■ Assassinat dans les forges de Terrenoire
Saint-Étienne, 15 mai - Un acte de brutalité inqualifiable vient de se produire aux forges de Terrenoire. Un ouvrier d'origine italienne, le nommé Bernardi, âgé de vingt-neuf ans, a tué d'un coup de brique, un jeune homme de seize ans, nommé Julien R. qui lui servait d'aide.
Voici comment le crime a été commis :
Bernardi est un homme très violent et d'une force musculaire incomparable. Il se livre souvent à la boisson, et, quand il est gris, il devient d'une méchanceté redoutable. Avant-hier, vers onze heures du matin, il dit à son aide, Julien, de lui passer une brique dont il avait besoin pour consolider une pièce. Le jeune homme n'entendit pas l’ordre que lui donna Bernardi et continua son travail.
— Veux-tu aller de suite me chercher ce que je te demande ? lui dit alors l'ouvrier, sinon je te mange les entrailles.
Julien, dont la douceur était connue de tous les ouvriers des forges, se leva alors lentement et dit à Bernardi :
— J'y vais parce que c'est mon devoir; mais, tout gros que vous êtes, vous ne me faites pas peur.
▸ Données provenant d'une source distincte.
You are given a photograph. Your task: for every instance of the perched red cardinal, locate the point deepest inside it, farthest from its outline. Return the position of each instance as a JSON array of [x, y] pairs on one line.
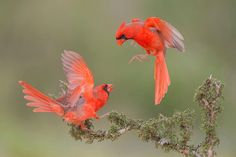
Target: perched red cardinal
[[154, 35], [80, 102]]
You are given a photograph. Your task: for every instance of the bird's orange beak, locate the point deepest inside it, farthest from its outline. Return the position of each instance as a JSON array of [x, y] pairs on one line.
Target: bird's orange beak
[[109, 87], [120, 41]]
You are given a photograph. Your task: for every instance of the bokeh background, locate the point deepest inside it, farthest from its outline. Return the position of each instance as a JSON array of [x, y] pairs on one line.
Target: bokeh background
[[33, 34]]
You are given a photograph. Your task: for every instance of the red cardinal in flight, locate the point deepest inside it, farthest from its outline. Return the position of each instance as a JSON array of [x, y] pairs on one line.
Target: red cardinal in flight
[[154, 35], [80, 102]]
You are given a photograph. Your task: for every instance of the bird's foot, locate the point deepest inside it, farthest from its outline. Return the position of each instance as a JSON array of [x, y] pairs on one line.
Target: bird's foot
[[105, 115], [139, 57]]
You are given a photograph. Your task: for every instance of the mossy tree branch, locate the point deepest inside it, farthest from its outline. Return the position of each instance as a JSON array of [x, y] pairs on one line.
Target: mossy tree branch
[[169, 133]]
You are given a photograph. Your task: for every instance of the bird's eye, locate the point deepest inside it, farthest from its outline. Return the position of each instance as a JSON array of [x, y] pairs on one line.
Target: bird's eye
[[122, 37]]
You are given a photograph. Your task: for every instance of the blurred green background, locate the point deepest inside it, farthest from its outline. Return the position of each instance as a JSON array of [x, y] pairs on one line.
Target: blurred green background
[[33, 34]]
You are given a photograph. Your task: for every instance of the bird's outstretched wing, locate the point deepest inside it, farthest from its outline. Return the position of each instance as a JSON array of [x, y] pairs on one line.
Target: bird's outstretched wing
[[41, 102], [172, 37], [79, 76]]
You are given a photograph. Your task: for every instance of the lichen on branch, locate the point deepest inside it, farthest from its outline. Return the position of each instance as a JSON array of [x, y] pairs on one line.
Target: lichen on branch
[[169, 133]]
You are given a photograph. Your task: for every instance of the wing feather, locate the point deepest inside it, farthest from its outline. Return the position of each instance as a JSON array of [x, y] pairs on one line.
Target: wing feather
[[172, 37]]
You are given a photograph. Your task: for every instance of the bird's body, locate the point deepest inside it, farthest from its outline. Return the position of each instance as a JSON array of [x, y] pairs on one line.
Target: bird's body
[[154, 35], [80, 102]]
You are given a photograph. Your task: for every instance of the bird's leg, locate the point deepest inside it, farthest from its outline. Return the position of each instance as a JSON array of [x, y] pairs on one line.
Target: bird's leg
[[139, 57], [105, 115]]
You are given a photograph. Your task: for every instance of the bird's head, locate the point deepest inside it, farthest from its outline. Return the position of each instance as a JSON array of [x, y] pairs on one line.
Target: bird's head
[[123, 33], [107, 88], [70, 117], [103, 90]]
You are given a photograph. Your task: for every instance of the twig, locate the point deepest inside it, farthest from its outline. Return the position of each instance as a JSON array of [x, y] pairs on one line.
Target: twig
[[169, 133]]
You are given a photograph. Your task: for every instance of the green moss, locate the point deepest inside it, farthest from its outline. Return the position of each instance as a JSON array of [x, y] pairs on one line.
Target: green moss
[[168, 133]]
À ces mots, Bernardi, ivre de colère et de boisson, s'élança vers l'endroit où se trouvait la brique dont il avait besoin et, sans dire un mot, en asséna un coup d'une violence inouïe sur le crâne du pauvre Julien. Celui-ci poussa un cri terrible et tomba comme une masse. Les ouvriers de l'usine, attirés par ce bruit, vinrent à la hâte et aperçurent l'enfant baignant dans son sang. Le crâne était enfoncé par le choc et l'œil gauche sortait de son orbite. On eut toutes les peines du monde à s'emparer de Bernardi, qu'on finit pourtant par garrotter solidement il a été mis immédiatement en état d'arrestation.
Quant à la victime, après deux heures d'une souffrance effrayante, elle a rendu le dernier soupir.
LA LANTERNE - 19 mai 1877
La presse du passé est passionnante !
Regorgeant d'anecdotes ou de faits-divers, parfois croustillante, souvent sordide, parfois amusante, elle nous permet de ressentir la manière de pensée de nos aïeux, de ceux qui ont vécu en cette commune, en ce territoire, de ceux qui l'ont fait vivre et que nous visitons.
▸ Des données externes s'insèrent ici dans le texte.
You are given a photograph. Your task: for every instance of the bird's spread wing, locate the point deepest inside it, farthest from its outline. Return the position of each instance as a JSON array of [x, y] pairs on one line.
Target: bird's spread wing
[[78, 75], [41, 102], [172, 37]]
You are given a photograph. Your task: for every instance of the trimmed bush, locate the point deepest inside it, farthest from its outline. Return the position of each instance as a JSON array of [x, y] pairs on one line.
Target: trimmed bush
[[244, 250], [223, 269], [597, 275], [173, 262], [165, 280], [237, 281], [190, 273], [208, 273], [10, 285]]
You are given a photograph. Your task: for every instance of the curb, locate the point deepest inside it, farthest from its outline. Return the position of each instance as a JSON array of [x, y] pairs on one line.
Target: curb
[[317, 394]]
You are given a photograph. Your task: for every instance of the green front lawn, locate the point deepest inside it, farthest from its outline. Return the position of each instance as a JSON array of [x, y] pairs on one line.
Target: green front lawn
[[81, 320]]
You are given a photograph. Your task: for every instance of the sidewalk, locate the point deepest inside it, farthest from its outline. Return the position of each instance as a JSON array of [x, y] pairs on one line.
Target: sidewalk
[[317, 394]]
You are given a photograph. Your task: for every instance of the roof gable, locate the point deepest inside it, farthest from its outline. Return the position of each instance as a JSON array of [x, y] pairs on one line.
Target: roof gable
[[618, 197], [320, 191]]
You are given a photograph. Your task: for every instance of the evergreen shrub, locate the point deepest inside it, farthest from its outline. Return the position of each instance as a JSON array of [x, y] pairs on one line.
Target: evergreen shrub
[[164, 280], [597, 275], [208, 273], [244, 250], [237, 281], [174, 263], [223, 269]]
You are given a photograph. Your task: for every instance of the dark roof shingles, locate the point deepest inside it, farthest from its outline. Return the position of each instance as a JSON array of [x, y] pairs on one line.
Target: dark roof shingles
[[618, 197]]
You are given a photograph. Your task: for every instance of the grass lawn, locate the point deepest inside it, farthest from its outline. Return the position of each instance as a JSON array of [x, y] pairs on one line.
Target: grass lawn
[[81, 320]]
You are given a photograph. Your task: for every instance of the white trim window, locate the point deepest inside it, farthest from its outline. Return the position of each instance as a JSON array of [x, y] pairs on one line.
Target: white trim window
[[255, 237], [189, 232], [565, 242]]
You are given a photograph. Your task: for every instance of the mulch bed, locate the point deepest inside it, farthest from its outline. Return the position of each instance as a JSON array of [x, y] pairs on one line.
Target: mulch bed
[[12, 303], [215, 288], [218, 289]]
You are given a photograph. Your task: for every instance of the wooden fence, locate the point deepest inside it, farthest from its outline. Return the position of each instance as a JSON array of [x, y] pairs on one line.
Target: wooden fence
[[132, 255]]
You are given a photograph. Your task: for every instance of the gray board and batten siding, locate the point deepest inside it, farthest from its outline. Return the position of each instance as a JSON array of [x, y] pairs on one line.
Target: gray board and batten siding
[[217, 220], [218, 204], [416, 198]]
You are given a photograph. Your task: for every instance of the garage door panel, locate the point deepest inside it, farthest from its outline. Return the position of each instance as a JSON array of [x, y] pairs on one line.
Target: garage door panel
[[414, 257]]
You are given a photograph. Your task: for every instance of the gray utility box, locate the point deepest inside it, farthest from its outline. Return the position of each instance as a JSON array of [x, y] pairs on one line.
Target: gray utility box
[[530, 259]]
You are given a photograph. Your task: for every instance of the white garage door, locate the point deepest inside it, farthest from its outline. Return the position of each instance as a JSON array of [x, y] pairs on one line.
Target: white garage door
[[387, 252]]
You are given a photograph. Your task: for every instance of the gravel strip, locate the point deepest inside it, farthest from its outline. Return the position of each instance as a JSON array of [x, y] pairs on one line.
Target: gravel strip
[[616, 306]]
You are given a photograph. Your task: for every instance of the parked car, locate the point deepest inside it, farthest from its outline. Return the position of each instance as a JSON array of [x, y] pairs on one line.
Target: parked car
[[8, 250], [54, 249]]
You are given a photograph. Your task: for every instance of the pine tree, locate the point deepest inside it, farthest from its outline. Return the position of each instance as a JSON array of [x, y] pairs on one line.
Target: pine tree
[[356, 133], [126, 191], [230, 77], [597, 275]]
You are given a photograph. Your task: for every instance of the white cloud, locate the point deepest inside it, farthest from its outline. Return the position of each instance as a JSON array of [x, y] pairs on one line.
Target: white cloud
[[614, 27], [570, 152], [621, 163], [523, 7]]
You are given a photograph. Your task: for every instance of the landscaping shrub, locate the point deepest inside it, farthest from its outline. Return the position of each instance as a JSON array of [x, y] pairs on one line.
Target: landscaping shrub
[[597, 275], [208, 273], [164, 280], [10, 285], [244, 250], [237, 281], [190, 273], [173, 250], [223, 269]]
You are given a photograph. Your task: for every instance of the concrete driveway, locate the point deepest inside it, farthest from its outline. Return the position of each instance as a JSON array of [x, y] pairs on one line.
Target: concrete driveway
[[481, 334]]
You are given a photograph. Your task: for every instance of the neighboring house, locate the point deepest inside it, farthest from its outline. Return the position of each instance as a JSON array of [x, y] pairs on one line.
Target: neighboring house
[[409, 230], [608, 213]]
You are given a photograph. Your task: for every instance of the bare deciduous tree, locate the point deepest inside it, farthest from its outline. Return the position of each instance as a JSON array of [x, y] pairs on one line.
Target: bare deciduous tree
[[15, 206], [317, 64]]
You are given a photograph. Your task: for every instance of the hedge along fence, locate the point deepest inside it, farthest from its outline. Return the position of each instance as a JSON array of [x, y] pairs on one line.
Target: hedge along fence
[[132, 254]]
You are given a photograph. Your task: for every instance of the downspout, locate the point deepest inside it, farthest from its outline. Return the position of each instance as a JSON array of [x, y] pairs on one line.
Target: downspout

La presse passée redonne vie aux simples citoyens, à ces gens qui n'auront jamais nom en livres d'histoire.
Il est plaisant d'y voir l'évolution des importances: en 1900, le commissaire fait une enquête pour un vol de jambon.
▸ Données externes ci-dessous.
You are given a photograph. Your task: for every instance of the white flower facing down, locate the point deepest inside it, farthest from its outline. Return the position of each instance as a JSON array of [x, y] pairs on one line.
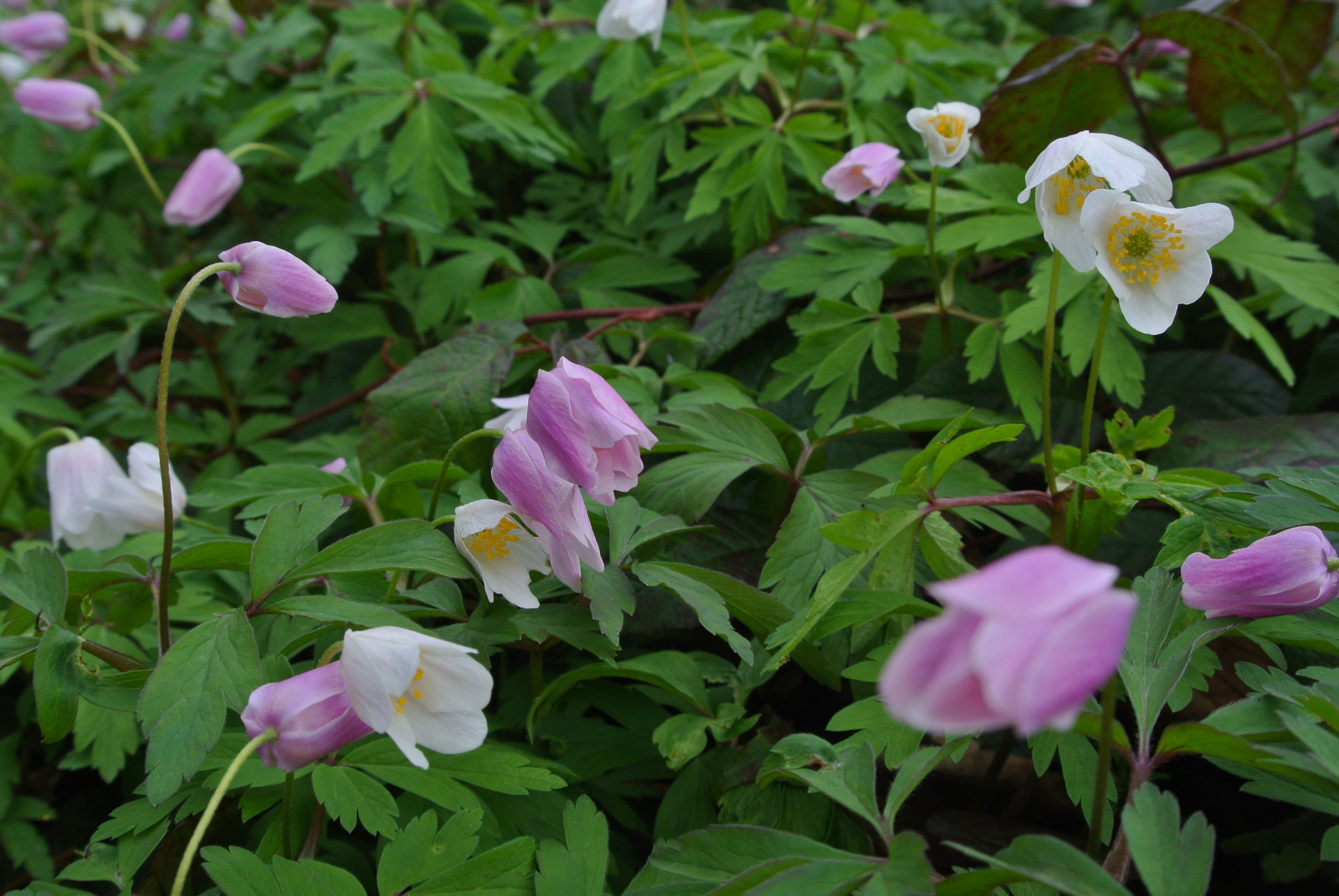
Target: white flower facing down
[[94, 504], [631, 19], [947, 130], [1155, 258], [1072, 168], [417, 689], [500, 550]]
La violence est importante: violences ménagères ou non sont courantes, violences villageoises, banditisme ou non aussi ; les comptes se règlent à coups de poings, de bâtons ou autres armes.
Les cuites sont monnaie courante et pas exclusives de certaines régions: nombre de nos aïeux - ayant sans doute très soif, picolent sec !
Un prix spécial devrait être décerné à certains journalistes de cette presse ancienne: les coupures concernant les cuites et amendes en découlant sont parfois d'un humour extraordinaire.